Now, this well-known-national-chain already have a reputation for over-valuing, and were pretty clueless about the area anyway, as they had no local knowledge, and this was actually buggering up our property search because (a) loads of people thought they would get 30% more for their house because well-known-national-chain had told them and (b) the 0% deal brought out of the woodwork dozens of not-serious sellers who were having a punt. I cannot tell you about the energy we wasted on a (not as nice house on a main road) because the guy kept saying he was moving to Scotland tomorrow but actually, still lives there and I suspect never intended to sell.
So no surprise that the well-known-national-chain got the property, and promptly put it on the market at 35% more than its true value. A local agent, K, who is honest and lovely, actually called me and told me this was "our house" - he wouldn't get it because of the 0% deal, but we should definitely go and have a look.
We ummed and ahhed, because it was a major project. Round plugs, no kitchen save for a fifties enamel sink, loads of period detail, sure, but way more work than we'd thought we might do. We were in a move-in-and-do-it-up-as-you-go-along mode - and this house you couldn't live in, and certainly not with a two year old, as the electrics sizzled when you turned them on.
But we needed to buy a house, and while it wasn't perfect it was in the totally right place - location, location, location, as they always say - so I talked to a couple of builders, found out quite how much it would cost to get it back to a family home, and we put in an offer reflecting that. Our plan was a sensitive renovation - keeping all the walls bar one (knocking the kitchen into the back kitchen to make one long narrow kitchen rather than two short narrow ones).
I remember the micro-estate-agent who was honestly about seventeen who showed me round the first time. He screeched up in his faux-cool-car and walked up the steps in his shiny shoes, and opened the front door, stood in the hall, expansively waved his hands around and said "I'd just knock down all the walls, and make it into one big room. Very modern, very now. And the light." The house is north facing.
But I humoured him, and we agreed a price after a bit of toing and froing, and we were kinda excited but not totally sure, and then the agent started pushing up the price because a developer was interested, and eventually we had to walk away.
Some months later, it's back on the market. The day before exchange, the develop apparently tried to chip the price by £50k and the whole thing fell apart.
We looked at it again, and this time were slightly more desparate to find a house after nearly three years of looking, and agreed a new (slightly lower) price. We actually had our offer accepted, ironically, the day we moved into our rented house (or as Zaphod calls it, our current house) and somehow, already moving to a rental made it easier to make the decision to take on a mammoth renovation. We were happy. We might even exchange before we got married.

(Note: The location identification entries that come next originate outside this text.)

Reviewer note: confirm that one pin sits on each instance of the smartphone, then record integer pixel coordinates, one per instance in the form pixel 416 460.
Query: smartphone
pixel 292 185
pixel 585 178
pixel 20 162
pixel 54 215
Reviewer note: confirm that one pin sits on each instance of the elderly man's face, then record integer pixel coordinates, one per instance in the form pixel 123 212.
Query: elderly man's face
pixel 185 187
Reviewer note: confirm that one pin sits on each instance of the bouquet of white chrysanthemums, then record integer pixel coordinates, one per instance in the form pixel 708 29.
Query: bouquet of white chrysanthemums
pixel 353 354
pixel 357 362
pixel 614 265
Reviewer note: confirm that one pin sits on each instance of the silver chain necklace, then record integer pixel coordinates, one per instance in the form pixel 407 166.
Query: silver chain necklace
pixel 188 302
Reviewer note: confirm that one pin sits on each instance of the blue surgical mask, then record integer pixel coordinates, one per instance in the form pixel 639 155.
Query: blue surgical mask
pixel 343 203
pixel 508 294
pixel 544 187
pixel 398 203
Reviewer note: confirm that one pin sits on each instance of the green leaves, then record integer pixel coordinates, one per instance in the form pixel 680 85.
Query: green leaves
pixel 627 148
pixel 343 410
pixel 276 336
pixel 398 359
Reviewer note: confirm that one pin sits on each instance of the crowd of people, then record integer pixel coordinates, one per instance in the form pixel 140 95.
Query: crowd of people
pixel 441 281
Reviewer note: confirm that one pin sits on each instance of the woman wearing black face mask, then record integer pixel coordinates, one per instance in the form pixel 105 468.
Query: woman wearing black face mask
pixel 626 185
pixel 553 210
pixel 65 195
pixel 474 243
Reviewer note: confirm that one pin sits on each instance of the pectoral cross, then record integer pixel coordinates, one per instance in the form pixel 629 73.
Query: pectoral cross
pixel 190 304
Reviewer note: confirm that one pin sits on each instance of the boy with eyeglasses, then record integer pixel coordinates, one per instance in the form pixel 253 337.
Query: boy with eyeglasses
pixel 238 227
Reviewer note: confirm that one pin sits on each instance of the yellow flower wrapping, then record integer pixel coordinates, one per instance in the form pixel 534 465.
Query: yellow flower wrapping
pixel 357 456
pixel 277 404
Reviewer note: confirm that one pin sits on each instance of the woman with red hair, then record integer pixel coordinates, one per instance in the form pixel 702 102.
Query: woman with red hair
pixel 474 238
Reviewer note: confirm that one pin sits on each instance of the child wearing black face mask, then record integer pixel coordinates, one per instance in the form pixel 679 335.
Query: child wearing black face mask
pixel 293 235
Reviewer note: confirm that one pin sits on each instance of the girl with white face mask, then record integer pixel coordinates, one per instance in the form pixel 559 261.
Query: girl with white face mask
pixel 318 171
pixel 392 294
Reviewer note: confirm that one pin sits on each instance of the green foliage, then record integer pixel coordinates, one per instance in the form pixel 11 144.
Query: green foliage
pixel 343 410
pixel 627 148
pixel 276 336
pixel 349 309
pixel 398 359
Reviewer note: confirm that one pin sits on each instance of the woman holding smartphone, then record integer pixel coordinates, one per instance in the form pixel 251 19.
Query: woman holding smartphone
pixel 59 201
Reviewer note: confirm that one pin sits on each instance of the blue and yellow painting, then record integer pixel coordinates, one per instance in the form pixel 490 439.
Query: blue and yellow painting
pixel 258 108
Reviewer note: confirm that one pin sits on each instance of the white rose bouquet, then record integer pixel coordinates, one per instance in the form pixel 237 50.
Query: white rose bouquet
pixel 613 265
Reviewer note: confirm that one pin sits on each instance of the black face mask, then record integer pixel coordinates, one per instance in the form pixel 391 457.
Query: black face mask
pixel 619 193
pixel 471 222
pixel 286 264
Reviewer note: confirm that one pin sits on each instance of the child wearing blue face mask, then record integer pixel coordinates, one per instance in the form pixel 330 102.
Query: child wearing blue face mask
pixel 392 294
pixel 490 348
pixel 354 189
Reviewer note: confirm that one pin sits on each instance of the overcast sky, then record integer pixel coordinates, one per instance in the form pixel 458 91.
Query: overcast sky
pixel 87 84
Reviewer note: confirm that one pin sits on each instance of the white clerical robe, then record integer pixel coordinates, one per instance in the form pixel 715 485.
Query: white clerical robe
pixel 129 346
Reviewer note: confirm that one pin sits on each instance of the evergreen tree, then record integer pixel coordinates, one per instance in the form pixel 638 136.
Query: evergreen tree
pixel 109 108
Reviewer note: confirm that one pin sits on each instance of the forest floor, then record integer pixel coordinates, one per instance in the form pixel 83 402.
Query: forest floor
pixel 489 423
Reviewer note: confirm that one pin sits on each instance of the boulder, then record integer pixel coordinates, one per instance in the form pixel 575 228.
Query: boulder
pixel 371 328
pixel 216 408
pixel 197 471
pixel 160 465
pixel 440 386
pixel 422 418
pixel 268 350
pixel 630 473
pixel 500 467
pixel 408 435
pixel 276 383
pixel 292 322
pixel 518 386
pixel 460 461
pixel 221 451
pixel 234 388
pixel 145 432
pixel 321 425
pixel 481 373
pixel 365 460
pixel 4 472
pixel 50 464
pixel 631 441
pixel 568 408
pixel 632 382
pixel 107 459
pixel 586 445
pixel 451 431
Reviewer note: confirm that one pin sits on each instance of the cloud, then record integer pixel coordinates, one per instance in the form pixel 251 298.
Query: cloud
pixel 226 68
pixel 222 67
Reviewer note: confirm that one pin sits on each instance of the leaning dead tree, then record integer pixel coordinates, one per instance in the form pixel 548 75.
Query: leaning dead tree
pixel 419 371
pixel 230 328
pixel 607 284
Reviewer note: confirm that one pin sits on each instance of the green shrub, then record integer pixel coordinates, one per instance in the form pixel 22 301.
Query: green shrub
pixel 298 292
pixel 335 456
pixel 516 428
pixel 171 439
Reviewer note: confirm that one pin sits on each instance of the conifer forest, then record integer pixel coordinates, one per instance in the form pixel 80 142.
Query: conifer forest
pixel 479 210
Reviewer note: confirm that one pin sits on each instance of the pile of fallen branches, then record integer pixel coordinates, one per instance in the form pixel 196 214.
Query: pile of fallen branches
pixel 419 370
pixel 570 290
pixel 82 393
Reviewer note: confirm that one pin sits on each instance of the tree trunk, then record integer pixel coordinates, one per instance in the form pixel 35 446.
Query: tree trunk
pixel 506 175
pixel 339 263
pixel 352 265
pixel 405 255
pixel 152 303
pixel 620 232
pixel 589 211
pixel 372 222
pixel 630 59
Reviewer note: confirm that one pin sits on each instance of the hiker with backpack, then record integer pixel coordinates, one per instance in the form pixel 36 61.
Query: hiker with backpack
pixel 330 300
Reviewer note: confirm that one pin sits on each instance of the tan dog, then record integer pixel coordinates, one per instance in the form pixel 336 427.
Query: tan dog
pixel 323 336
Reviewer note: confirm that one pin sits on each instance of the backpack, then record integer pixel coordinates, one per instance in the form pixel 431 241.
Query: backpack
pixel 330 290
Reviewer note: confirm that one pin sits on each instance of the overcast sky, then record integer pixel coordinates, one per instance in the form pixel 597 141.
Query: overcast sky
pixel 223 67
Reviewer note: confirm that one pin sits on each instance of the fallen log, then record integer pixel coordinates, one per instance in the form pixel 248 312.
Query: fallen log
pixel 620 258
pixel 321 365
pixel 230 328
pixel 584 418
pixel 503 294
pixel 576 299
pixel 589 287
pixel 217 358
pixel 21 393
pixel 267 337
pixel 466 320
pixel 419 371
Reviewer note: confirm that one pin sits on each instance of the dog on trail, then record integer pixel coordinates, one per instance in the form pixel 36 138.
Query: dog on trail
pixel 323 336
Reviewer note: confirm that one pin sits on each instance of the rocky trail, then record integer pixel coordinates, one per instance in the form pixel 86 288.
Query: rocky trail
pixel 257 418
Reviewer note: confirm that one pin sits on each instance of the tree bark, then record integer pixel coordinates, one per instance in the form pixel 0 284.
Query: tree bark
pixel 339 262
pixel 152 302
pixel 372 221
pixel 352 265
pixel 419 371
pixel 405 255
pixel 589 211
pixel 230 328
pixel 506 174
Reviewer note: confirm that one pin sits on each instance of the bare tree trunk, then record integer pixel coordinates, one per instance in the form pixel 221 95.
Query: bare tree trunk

In the end, we exchanged the week after the wedding, with completion scheduled for three weeks later. Exchange was delayed because I was totally anal about the insurance, and carrying on with the same insurer. The agent had mentioned that the water was off (the house had been empty for a year by then, so it should be), but I booked my plumber to come and check and drain the water tank the day we were completing. I mean, it wasn't ours at exchange, so we couldn't do that. Oh, how I wish I'd asked my lawyer to double-check the water was off, but hey, you always know more in hindsight.
AND IF THERE'S ANY LESSON TO THIS - if you're buying an empty house, make sure the water tank is drained before contract exchange.
A week after exchange I got a call from a neighbour who told me she'd heard there'd been a flood in our house. Except, it wasn't quite ours, and it wasn't quite theirs.